Dantas, que estava no cargo desde 2014, optou por interromper uma trajetória que ainda poderia se estender por quase três décadas. Aos 48 anos de idade, o magistrado tinha a prerrogativa de permanecer na corte de contas até os 75 anos — limite da aposentadoria compulsória para o funcionalismo público. Em vez disso, ele comunicou que pretende se dedicar integralmente a projetos na iniciativa privada daqui em diante.
A saída foi formalizada por meio de um documento encaminhado diretamente ao presidente do TCU, Vital do Rêgo. No texto, Dantas expressou o sentimento de dever cumprido ao longo dos últimos anos e justificou seu desligamento pela busca de novos desafios profissionais fora da esfera governamental.
A despedida e o legado no tribunal
Ao se dirigir aos seus pares e ao corpo técnico da instituição, Dantas fez questão de registrar seu agradecimento pelo período de convivência. Ele destacou que os anos em que esteve no tribunal foram os mais intensos de sua trajetória na esfera pública e elogiou o papel desempenhado pelos servidores no controle externo.
“Aos colegas ministros e, de modo muito especial, aos auditores do Tribunal de Contas da União: convivi com vocês nos anos mais intensos da minha vida pública, e foi com vocês que aprendi o que é o serviço público em sua expressão mais nobre”, registrou o agora ex-ministro em sua carta de despedida.
A saída de cena de uma figura que esteve no centro de julgamentos cruciais nos últimos dez anos altera o equilíbrio de forças dentro do colegiado e joga os holofotes sobre o Senado. Caberá aos senadores a responsabilidade de passar pelo processo de escolha e sabatina do novo integrante que ocupará a cadeira vaga.
Como funciona a composição da corte
O funcionamento interno do tribunal segue um desenho institucional rígido para garantir a pluralidade de visões. O plenário do TCU é composto de forma permanente por nove ministros titulares. Desse total, a maioria das vagas — seis indicações — fica sob a responsabilidade do Congresso Nacional, dividida entre a Câmara dos Deputados e o Senado. As outras três vagas restantes são indicadas de forma direta pela Presidência da República.

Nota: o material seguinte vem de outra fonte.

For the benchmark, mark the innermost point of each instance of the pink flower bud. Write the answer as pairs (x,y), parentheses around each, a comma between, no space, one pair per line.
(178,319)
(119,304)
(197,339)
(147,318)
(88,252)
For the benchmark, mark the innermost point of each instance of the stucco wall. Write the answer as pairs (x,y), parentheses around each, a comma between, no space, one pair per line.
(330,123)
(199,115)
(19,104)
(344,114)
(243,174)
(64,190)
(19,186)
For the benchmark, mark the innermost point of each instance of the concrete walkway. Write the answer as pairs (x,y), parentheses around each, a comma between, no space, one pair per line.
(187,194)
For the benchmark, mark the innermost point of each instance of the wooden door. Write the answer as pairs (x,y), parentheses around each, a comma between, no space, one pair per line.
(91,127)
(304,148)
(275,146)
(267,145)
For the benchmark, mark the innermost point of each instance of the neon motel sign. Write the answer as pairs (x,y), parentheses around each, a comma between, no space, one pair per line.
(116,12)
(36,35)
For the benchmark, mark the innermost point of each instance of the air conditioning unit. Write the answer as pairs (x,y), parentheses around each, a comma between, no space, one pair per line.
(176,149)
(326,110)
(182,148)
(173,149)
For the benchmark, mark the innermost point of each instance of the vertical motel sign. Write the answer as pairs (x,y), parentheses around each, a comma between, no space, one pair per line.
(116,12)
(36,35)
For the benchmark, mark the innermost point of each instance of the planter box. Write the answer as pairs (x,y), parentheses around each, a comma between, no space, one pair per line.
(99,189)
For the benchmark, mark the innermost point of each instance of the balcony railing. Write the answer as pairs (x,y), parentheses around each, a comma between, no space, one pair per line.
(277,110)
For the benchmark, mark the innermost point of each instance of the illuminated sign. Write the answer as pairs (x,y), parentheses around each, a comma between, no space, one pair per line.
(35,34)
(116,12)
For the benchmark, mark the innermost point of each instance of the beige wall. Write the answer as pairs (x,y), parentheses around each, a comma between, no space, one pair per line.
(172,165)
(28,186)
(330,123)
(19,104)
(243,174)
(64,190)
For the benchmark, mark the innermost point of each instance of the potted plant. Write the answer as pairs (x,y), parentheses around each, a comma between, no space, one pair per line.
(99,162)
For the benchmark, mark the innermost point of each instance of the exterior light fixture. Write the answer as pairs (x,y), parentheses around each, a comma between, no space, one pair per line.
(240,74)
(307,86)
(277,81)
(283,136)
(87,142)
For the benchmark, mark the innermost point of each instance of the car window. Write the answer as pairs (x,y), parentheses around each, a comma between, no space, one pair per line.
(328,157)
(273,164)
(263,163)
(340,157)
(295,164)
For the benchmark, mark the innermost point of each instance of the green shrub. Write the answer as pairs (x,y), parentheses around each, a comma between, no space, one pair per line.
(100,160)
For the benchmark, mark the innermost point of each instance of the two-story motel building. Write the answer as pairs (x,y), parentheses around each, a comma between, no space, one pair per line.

Com a vacância oficializada por Dantas, os blocos parlamentares no Senado devem iniciar as articulações para definir os nomes que concorrerão à indicação. O processo envolve negociações politicas intensas, uma vez que o TCU desempenha um papel estratégico na fiscalização dos recursos federais e na avaliação das contas da administração pública.